The second difference between the two has to do with the asymptotic performance. Knuth-Fisher-Yates examines each element in the array once, giving it
an asymptotic running time of O(n). The OrderBy GUID approach must sort the results; the best sorting algorithms have a running time of
O(n log n). This difference in running time will is not profound until you get to substantially large values of n, so if you are
sorting a deck of 52 cards, for instance, the asymptotic running time difference is insignificant. (The demo available for download at the end of this article
lists the time taken to perform the tallies for each algorithm; you'll see that in most cases the OrderBy GUID takes 50-75% longer than the Knuth-Fisher-Yates
implementation. For small values of n, the bulk of this time difference is likely accounted for by the fact that the OrderBy GUID approach must
create a new
System.Guid object for each element, whereas Knuth-Fisher-Yates is just performing swaps in an array.)
The more subtle yet important question is, Does the OrderBy GUID algorithm produce a valid, even distribution among the permutation? I (incorrectly) assumed that the naïve algorithm worked as desired when writing Randomly Reordering an Array, and didn't learn of my mistake until years later. To convince myself that the OrderBy GUID approach works correctly, I tallied the permutations for five item arrays shuffled 120,000 times and compared the OrderBy GUID distribution against the Knuth-Fisher-Yates algorithm. As you can see, both are tight around 1,000, which is how many times each of the 120 permutations should occur.

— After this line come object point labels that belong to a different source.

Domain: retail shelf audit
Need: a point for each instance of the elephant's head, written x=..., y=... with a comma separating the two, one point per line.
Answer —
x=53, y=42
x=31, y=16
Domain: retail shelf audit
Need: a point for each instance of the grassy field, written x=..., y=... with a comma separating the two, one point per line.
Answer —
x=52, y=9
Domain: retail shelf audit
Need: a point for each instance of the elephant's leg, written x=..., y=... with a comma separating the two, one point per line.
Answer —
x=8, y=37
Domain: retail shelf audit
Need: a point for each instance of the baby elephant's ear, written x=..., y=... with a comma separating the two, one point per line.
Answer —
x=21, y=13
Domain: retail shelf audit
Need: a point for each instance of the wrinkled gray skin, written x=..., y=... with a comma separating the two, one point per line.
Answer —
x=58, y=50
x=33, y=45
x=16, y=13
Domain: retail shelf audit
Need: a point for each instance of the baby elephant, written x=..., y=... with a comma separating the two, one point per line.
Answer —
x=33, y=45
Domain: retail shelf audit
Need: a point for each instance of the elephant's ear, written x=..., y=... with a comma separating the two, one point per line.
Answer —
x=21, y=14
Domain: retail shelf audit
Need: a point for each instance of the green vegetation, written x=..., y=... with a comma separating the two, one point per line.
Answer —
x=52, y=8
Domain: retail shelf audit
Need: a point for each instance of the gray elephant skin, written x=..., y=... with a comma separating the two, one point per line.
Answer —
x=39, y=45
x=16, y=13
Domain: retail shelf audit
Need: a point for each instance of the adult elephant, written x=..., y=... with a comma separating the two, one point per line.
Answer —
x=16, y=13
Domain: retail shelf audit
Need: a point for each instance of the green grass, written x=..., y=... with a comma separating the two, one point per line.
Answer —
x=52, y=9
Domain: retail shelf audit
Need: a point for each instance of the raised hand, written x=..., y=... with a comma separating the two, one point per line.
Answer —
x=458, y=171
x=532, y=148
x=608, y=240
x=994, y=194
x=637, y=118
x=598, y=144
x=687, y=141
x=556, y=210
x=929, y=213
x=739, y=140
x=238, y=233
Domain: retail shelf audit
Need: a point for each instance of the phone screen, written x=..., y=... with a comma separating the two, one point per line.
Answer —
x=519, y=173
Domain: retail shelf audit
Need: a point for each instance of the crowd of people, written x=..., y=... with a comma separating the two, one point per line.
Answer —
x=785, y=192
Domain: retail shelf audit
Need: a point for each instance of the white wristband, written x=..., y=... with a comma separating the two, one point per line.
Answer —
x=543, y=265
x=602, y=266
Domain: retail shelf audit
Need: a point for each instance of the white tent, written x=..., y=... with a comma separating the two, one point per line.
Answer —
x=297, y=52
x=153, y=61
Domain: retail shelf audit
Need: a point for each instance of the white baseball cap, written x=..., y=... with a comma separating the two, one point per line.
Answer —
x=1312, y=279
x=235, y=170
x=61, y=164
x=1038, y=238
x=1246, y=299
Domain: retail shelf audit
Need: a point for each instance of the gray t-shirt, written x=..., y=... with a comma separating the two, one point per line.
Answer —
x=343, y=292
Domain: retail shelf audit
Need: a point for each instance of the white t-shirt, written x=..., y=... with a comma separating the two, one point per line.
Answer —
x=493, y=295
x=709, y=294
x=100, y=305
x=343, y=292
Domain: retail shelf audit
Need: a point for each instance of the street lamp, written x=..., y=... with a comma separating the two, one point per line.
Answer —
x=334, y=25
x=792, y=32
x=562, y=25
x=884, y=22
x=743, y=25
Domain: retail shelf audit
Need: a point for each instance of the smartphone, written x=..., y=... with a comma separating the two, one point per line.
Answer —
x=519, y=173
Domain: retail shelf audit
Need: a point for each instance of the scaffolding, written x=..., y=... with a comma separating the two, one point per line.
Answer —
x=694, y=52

Compare this to the distributions for the naïve algorithm when dealing with a five element array shuffled 120,000 times. The following chart shows the distribution discrepancy between the OrderBy GUID and the naïve algorithm. The X-axis represents the various permutations and the Y-axis the number of times each permutation occurred in the 120,000 shuffles. The black triangles show the distribution for the OrderBy GUID algorithm; they are tight around 1,000. The red squares are the distributions for the naïve algorithm. As you can see, they're all over the place. Certain permutations are wildly overrepresented while others are wildly underrepresented.
Granted, this emperical analysis does not "prove" the correctness of the OrderBy GUID approach, but it does give me more confidence in its correctness. To more thoroughly convince yourself of the randomness of the OrderBy GUID algorithm you can use the Chi-square test.
There are many ways to randomly reorder the contents of an array. The most intuitive approach is, unfortunately, incorrect in that it over- and under-weights particular permutations. To generate a true random sampling you need to use an alternative algorithm. In this article we looked at two: Knuth-Fisher-Yates and OrderBy GUID. The download available at the end of this article includes an implementation of both algorithms as well as a test page that you can use to tally the permutations for shuffles of different sized arrays.